Man, holding realistic-looking toy gun, shot, killed at Ohio Walmart

WHIO and Dayton Daily News contributed to this report


An Ohio man is dead after police are called into a Walmart for reports of a man walking through the store with a rifle.  It turns out, a law enforcement source for WHIO said, that it wasn't a real gun but a toy, either a BB or pellet gun, that he had opened at the store Tuesday night.

WHIO reported a couple were in the hardware department when they saw John Crawford walking past them with a rifle pointed toward the sky.  They followed Crawford through the store as they called 911 and warned other shoppers to stay away.

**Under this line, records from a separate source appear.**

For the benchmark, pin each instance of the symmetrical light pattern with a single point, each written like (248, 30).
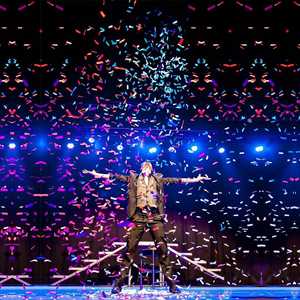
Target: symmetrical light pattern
(138, 81)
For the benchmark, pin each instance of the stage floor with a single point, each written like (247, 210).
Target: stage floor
(103, 292)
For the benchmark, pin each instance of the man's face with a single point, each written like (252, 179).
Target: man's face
(146, 170)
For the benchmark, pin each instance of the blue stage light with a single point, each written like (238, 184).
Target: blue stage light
(120, 147)
(12, 146)
(70, 146)
(41, 143)
(193, 149)
(221, 150)
(259, 148)
(152, 150)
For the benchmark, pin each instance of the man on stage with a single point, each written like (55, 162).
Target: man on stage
(146, 210)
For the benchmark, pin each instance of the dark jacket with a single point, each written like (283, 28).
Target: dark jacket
(132, 189)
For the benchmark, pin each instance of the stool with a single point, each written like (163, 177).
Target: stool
(148, 252)
(152, 248)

One witness, Ronald Ritchie said Crawford "was just waving it at children and people. Items.... I couldn't hear anything that he was saying. I'm thinking that he is either going to rob the place or he's there to shoot somebody else." The man looked kind of serious, Ronald Ritchie said. "He didn't really want to be looked at and when people did look at him, he was pointing the gun at them. He was pointing at people, children walking by."

Ritchie said he wasn't pointing it as if he was going to shoot, but waving it in their direction.

The couple didn't know police had arrived until they saw four or five officers appear in the pet section, where Crawford was standing.

"I heard, 'put it down, put it down,' " April Ritchie said. "I heard two shots after I saw him turn. He still had the weapon in his hand."

The Ritchies said the man fell backward when he was hit by the gunfire, but got back up and went toward the officer who shot him. That officer then tackled the man. Officers then handcuffed him and turned him on his back, Ronald Ritchie said. 
Meanwhile, Crawford's relatives have contacted civil rights organizations, the NAACP and National Action Network, because  they don't believe the shooting was justified.
LeeCee Johnson, the mother of Crawford's children, was on the phone with him when police shot him.  

 Johnson said Crawford was in that area visiting family, Dayton Daily News reported.

“We was just talking. He said he was at the video games playing videos and he went over there by the toy section where the toy guns were. And the next thing I know, he said, ‘It’s not real,’ and the police start shooting and they said, ‘Get on the ground,’ but he was already on the ground because they had shot him,” she said, adding: “And I could hear him just crying and screaming. I feel like they shot him down like he was not even human.”
Lamon Brown, Crawford's cousin, said, “He does not own (a rifle-like weapon). We think it was a toy,” We actually think it was a toy. After these things happen, they usually report what kind of gun it was, but they’re not saying what kind of gun it was."

Tasha Thomas, who identified herself as Crawford’s girlfriend and appeared in the audience with his family members at Wednesday’s police news conference, said that Crawford has two children and that she has known him for four months.

She said she drove him to the Walmart after picking him up at an outlet mall in Cincinnati. He was not armed when he entered the Walmart, she said. She said she was with him in the store, but was in another aisle when he was shot, Dayton Daily News reported.

“He did not have any type of gun on him,” she said. “It’s not fair.”